The Company is also a defendant or co-defendant in several lawsuits claiming infringement of various patents relating to various
aspects of its businesses. Other industry participants are also defendants in certain of these cases. In the event that a court ultimately
determines that the Company infringes on any intellectual property rights, the Company may be subject to substantial damages
and/or an injunction that could require the Company or its vendors to modify certain products and services the Company offers
to its subscribers, as well as negotiate royalty or license agreements with respect to the patents at issue. While the Company
believes the lawsuits are without merit and intends to defend the actions vigorously, no assurance can be given that any adverse
outcome would not be material to the Company's consolidated financial condition, results of operations, or liquidity.
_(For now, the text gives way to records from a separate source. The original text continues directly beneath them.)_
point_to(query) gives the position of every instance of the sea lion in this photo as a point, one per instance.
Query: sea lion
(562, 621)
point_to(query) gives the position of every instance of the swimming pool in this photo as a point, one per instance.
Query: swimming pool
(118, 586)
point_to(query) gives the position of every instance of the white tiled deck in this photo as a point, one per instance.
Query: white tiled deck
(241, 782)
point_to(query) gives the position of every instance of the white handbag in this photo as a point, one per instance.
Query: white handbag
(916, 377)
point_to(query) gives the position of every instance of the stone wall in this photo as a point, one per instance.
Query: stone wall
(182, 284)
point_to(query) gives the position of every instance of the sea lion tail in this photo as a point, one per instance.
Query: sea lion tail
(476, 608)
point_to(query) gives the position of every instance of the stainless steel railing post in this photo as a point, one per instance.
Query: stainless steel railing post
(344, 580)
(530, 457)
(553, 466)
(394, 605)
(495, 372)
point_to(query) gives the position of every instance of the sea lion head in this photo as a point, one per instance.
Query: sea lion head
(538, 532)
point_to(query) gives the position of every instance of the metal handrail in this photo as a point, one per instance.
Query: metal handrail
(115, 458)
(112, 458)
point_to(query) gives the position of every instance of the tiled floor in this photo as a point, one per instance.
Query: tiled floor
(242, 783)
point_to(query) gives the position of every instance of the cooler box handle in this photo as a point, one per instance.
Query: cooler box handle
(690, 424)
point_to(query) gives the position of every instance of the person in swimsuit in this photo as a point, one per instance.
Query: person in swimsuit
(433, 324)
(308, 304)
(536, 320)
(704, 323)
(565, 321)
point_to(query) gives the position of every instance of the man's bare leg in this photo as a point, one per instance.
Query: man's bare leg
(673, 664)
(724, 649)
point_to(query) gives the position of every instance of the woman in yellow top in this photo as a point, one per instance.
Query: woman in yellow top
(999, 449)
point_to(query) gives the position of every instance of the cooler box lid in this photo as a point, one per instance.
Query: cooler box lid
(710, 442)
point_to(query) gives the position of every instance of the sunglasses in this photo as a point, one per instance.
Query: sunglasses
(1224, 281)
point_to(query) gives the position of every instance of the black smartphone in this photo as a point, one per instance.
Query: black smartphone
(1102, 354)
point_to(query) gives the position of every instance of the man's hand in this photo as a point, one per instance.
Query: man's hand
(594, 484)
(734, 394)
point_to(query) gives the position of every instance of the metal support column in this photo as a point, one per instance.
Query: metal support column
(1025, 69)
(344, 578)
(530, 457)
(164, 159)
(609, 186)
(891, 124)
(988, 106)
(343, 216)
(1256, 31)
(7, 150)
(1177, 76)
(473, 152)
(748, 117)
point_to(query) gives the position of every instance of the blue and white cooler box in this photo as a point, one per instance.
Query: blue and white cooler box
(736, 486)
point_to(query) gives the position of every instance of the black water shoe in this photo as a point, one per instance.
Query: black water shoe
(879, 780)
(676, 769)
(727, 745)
The Company
cannot predict the outcome of any such claims nor can it reasonably estimate a range of possible loss.
The Company is party to lawsuits and claims that arise in the ordinary course of conducting its business, including lawsuits claiming
violation of anti-trust laws and violation of wage and hour laws. The ultimate outcome of these other legal matters pending against
the Company cannot be predicted, and although such lawsuits and claims are not expected individually to have a material adverse
effect on the Company’s consolidated financial condition, results of operations or liquidity, such lawsuits could have, in the
aggregate, a material adverse effect on the Company’s consolidated financial condition, results of operations or liquidity. Whether
or not the Company ultimately prevails in any particular lawsuit or claim, litigation can be time consuming and costly and injure
the Company's reputation.
Regulation in the Cable Industry
The operation of a cable system is extensively regulated by the Federal Communications Commission (“FCC”), some state
governments and most local governments. The FCC has the authority to enforce its regulations through the imposition of substantial
fines, the issuance of cease and desist orders and/or the imposition of other administrative sanctions, such as the revocation of
FCC licenses needed to operate certain transmission facilities used in connection with cable operations. The Telecommunications
Act of 1996 altered the regulatory structure governing the nation’s communications providers. It removed barriers to competition
in both the cable television market and the telephone market. Among other things, it reduced the scope of cable rate regulation
and encouraged additional competition in the video programming industry by allowing telephone companies to provide video
programming in their own telephone service areas. Future legislative and regulatory changes could adversely affect the Company’s
operations.
19. Employee Benefit Plan
The Company’s employees may participate in the Charter Communications, Inc. 401(k) Plan. Employees that qualify for
participation can contribute up to 50% of their salary, on a pre-tax basis, subject to a maximum contribution limit as determined
by the Internal Revenue Service. Each payroll period, the Company will contribute to the 401(k) Plan the total amount of the
salary reduction the employee elects to defer between 1% and 50%. The Company’s matching contribution is discretionary with
the intent that any contribution be based on performance metrics used in its other bonus and incentive plans. The discretionary
performance contribution is made on an annual basis (instead of on a per pay period basis). Each participant who makes before-
tax contributions and is employed on the last day of the fiscal year receives a portion of the discretionary performance contribution,
if any, on a pro rata basis. The Company divides each participant’s before-tax contributions for the year (up to 5% of eligible
earnings, excluding catch-up contributions) by the total employee contributions (up to 5% of eligible earnings, excluding catch-
up contributions) for the year to determine each participant’s share of any discretionary performance contribution. The Company
made contributions to the 401(k) plan totaling $6 million and $7 million for the years ended December 31, 2011 and 2010,
respectively, and expects to make contributions to the 401(k) plan totaling $8 million for the year ended December 31, 2012.